I Was Worried About Coulter

Ann Coulter can get all the Ivermectin she needs, Phew!

This entry was posted in Ann Coulter, Drinking Bleach for Fun and Profit, Pandemics, snark, Talentless Hacks. Bookmark the permalink.

17 Responses to I Was Worried About Coulter

  1. YellowDog says:

    The sign says horses, not Gollum, Precious.

    Liked by 2 people

  2. spotthedog says:

    There are some places even worms won’t go.

    Liked by 4 people

  3. Prairie Bob says:

    MJG too, also. Winning!

    Liked by 2 people

  4. Jimmy T says:

    I wonder if a pic of the horse’s ass would suffice

    Liked by 1 person

  5. Prairie Bob says:

    MTG.

    Liked by 1 person

  6. Scooter says:

    Wait, do horses have Adam’s apples?

    Liked by 2 people

  7. Matt Gaetz was able to buy it. He brought MTG with him.

    Liked by 2 people

  8. R White says:

    I have heard that some consider bill maher’s comedy routine to be stale these days, but does he really need to do threesomes with a horse and his long-time muse and queen of plagiarism, annie for laughs?

    Like

  9. RWW says:

    I really like this idea.
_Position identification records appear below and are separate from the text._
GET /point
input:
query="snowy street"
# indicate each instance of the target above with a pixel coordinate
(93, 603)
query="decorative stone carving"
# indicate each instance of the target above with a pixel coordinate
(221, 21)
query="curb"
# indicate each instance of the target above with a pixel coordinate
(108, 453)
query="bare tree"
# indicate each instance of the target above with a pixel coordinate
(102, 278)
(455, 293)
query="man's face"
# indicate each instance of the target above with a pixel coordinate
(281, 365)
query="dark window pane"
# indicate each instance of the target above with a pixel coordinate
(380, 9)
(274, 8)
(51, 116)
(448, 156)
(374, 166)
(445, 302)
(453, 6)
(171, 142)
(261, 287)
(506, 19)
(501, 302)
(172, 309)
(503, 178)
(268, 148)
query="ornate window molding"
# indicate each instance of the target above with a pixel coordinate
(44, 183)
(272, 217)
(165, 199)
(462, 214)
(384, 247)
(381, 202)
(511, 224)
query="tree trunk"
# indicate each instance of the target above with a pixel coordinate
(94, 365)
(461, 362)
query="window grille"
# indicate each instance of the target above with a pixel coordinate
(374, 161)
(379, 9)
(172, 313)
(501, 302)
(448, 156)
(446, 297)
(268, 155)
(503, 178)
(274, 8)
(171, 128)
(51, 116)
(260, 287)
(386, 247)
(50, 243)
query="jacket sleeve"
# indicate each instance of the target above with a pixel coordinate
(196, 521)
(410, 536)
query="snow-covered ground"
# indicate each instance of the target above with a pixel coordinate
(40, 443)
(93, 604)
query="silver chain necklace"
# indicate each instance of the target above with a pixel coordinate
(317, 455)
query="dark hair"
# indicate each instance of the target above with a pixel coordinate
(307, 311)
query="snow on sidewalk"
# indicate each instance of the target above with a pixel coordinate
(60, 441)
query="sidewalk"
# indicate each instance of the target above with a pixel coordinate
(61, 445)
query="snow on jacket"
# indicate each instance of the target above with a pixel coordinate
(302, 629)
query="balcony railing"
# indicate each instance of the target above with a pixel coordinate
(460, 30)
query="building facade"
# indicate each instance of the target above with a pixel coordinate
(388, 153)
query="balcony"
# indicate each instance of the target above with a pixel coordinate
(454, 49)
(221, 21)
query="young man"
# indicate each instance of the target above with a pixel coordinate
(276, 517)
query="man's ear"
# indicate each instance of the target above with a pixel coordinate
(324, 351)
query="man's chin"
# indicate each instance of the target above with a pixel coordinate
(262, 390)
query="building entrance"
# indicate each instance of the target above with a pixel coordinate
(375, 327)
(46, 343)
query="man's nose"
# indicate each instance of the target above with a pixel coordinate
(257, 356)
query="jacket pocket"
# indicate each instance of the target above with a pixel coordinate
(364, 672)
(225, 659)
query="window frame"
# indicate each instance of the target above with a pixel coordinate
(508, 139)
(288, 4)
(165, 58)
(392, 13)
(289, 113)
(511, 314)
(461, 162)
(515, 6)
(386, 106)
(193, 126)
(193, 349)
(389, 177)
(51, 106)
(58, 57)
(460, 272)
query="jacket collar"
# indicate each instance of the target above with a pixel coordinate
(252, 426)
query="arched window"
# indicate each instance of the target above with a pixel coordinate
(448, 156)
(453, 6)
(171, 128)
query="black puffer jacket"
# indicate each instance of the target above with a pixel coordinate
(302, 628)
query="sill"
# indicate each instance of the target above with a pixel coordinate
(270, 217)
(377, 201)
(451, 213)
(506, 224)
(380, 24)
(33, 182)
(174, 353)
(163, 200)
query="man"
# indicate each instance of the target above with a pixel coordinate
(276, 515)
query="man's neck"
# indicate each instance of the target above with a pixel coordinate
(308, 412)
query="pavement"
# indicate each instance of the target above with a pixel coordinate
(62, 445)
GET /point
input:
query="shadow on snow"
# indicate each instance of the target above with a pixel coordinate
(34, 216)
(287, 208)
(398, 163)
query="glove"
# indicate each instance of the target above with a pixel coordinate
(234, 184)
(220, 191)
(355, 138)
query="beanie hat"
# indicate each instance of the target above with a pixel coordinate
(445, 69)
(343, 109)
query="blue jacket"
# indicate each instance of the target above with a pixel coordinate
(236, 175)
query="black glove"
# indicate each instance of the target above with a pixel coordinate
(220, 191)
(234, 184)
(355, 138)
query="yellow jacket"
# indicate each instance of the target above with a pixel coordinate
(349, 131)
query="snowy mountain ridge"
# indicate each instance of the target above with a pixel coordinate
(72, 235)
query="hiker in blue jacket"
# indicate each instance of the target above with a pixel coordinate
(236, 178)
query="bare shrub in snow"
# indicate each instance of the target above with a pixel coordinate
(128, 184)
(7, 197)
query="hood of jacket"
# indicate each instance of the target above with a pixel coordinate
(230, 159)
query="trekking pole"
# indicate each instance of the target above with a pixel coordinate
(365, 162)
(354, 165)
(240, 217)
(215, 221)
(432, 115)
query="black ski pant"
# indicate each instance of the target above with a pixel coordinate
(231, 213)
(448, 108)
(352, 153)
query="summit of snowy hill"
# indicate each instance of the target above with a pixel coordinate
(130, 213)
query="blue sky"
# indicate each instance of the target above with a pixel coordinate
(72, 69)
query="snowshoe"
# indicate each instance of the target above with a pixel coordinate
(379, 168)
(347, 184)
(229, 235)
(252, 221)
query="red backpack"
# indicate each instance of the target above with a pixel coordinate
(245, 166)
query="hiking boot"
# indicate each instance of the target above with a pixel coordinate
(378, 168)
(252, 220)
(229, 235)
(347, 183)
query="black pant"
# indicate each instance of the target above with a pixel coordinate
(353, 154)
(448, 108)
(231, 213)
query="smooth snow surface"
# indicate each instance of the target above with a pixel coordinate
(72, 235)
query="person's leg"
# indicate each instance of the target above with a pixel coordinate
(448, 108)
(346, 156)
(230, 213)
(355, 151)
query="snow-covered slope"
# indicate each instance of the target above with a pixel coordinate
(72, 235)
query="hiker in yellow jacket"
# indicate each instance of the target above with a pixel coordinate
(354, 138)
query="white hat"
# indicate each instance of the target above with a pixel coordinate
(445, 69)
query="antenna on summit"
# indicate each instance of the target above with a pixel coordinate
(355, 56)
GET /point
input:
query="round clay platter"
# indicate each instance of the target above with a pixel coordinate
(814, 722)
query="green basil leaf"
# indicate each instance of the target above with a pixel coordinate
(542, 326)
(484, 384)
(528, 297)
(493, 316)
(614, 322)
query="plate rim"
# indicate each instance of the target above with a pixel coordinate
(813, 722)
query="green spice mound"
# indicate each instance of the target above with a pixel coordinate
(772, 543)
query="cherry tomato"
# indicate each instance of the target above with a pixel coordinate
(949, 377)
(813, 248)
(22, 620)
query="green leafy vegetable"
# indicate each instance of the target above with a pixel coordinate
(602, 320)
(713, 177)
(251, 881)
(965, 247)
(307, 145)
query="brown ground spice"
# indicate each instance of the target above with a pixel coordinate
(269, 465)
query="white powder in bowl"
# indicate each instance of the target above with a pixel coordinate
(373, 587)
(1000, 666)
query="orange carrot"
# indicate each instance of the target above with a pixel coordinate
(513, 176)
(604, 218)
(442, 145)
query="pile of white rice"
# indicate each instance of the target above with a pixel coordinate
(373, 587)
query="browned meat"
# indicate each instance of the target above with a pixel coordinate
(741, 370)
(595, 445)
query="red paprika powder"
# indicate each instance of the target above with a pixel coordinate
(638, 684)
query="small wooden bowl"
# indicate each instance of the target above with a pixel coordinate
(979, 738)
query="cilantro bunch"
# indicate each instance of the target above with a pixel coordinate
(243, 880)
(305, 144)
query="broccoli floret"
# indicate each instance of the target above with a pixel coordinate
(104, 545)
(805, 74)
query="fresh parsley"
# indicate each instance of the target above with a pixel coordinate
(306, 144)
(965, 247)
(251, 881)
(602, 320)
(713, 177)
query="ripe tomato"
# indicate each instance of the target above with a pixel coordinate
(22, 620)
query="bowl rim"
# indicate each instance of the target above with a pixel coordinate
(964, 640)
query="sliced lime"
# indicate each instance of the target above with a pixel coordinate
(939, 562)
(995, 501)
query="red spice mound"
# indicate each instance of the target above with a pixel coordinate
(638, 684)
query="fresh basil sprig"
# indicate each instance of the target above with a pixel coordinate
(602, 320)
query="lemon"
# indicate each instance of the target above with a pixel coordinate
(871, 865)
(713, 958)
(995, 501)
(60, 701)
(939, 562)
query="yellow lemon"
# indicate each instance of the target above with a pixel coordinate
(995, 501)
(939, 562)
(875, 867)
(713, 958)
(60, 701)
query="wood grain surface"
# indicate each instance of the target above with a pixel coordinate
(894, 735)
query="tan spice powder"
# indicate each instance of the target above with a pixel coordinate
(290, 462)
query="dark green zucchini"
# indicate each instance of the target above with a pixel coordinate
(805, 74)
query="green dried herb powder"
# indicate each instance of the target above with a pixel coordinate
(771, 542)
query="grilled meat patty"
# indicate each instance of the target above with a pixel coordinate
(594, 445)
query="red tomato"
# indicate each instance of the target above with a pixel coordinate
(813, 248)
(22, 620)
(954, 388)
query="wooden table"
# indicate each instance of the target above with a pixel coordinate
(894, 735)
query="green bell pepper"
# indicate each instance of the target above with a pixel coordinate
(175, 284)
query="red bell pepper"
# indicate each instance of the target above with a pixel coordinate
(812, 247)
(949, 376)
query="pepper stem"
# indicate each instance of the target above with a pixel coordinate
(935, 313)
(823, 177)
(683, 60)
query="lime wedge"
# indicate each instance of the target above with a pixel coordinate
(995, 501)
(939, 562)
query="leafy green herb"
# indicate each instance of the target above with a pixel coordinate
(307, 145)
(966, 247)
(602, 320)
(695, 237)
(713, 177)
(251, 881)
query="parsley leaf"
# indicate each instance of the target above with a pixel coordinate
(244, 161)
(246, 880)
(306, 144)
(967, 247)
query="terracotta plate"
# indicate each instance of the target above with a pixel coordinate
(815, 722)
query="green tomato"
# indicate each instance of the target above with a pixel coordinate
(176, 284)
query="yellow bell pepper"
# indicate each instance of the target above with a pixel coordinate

D’Vorce D’Spousa can show a picture of himself and Coulter from the old days and get enough doses for the pair of them.

    Like

  10. Jimmy T says:

    Ok, one more…

    Antivaxxers who take the horse dewormer medicine Ivermectin shall always be referred to as “neighsayers.”

    Liked by 4 people

  11. Don’t forget Laura “why the long face” Ingraham … nevermind Fox-cable, it should be named Horse-stable because that’s obviously the look they go for.

    Like

  12. Another Kiwi says:

    Some stump whacker here in NZ has put in an Official Information Request to the Ministry of Health asking for all their papers etc. relating to Ivermectin because he has a META STUDY of 66 papers which says it’s gold, Jerry, gold. Sadly the first one he cites is the most discredited one. Coulter can have him in her commune.

    Like

  13. Professor Pupdog says:

    Do you get 2 for the price of 1 if your picture shows you with your head way up the horse’s ass?